Monday, September 24, 2012

Computing kook density in R

Do you ever see strange lights in the sky? Do you wonder what really goes on in Area 51? Would you like to use your R hacking skills to get to the bottom of the whole UFO conspiracy? Of course, you would!

UFO data from infochimps is the focus of a data munging exercise in Chapter 1 of Machine Learning for Hackers by Drew Conway and John Myles White, two social scientists with a penchant for statistical computing.

The exercise starts with slightly messy data, proceeds through cleaning up some dates. I think I slightly improved on the code given in the book. Have a look (gist:3775873) and see if you agree.

Dividing the data up by state (for sightings in the US), I noticed something funny. My home state of Washington has a lot of UFO sightings. Normalizing by population, this becomes even more pronounced.

I learned a neat trick from the chapter.

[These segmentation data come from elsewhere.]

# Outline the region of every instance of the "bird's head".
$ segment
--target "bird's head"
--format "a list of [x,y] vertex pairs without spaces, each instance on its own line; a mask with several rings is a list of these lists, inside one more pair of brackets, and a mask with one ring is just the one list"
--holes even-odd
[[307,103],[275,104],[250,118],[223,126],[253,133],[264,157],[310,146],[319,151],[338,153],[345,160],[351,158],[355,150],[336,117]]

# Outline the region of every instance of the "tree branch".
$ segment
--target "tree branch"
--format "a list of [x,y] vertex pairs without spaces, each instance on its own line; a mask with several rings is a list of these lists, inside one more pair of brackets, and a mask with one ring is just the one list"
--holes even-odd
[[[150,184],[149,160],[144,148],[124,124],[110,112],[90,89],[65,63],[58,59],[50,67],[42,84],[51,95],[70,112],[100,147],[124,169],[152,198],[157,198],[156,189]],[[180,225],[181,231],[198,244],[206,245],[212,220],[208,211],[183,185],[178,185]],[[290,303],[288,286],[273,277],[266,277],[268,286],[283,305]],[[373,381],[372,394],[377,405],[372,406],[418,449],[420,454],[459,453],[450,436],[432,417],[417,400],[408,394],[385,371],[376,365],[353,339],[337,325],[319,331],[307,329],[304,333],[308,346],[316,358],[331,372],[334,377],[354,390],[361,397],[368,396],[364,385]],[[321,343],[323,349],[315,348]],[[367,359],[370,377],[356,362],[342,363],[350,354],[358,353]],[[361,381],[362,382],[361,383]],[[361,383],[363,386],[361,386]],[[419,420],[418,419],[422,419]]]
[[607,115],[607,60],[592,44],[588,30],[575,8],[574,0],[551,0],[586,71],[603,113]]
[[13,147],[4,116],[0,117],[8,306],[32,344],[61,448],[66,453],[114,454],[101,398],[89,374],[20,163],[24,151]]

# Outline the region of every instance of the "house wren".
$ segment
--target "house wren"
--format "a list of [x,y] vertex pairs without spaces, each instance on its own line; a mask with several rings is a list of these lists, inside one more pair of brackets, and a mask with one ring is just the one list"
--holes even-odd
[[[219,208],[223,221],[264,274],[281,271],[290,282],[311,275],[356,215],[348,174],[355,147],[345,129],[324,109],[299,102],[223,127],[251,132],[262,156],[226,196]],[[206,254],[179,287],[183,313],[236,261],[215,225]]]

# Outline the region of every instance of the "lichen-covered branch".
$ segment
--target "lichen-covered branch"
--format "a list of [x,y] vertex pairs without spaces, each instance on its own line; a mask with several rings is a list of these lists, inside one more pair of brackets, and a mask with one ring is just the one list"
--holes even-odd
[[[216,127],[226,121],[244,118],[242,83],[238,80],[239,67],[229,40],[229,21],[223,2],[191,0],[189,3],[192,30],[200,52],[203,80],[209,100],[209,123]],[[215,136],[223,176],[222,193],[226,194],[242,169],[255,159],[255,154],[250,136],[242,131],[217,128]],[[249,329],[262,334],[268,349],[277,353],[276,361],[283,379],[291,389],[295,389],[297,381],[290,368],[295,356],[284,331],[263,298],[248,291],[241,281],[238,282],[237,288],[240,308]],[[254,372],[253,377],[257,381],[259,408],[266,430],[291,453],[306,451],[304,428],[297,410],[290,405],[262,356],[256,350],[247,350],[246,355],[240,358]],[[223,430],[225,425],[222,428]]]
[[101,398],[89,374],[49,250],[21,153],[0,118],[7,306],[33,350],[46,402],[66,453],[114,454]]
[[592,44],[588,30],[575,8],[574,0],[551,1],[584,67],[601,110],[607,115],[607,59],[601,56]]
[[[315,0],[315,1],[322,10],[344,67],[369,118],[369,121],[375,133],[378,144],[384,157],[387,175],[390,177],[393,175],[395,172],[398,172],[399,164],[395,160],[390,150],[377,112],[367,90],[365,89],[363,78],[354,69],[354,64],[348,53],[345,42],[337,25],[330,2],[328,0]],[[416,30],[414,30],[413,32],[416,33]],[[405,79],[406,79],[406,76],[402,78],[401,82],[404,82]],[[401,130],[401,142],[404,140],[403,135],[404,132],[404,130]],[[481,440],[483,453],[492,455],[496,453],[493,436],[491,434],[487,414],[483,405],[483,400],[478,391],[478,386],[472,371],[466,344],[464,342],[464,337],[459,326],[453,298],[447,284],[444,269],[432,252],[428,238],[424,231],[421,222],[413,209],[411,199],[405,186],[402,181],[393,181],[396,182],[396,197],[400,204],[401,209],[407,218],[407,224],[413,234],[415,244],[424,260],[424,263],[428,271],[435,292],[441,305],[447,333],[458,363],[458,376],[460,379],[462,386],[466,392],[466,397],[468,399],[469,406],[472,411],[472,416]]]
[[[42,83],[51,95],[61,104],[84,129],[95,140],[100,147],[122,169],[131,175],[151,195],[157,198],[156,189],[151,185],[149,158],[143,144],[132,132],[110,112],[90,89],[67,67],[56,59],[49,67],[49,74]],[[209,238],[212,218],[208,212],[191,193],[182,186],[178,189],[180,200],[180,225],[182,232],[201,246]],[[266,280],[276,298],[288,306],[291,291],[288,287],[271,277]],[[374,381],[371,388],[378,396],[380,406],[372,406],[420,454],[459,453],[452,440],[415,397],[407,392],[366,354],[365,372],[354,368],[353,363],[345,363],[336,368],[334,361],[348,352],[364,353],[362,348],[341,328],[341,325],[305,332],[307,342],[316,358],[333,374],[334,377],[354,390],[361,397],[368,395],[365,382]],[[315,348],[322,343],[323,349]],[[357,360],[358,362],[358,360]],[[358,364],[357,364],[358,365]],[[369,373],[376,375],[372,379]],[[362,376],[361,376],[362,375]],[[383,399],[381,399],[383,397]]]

The transform function helps to compute derived fields in a data.frame. I use transform to compute UFO sightings per capita, after merging in population data by state from the 2000 census.

sightings.by.state <- transform(
 sightings.by.state,
 state=state, state.name=name,
 sightings=sightings,
 sightings.per.cap=sightings/pop)

Creating the plot above, with a pile of ggplot code, we see that Washington state really is off the deep end when it comes to UFO sightings. Our northwest neighbors in Oregon come in second. I asked a couple fellow Washington residents what they thought. The first reasonably conjectured a relationship to the number of air bases. The second Washingtonian gave the explanation I favor: "High kook density".

If you'd like to the data, it's from Chapter 1 of Machine Learning for Hackers. Data and code can be found in John Myles White's github repo.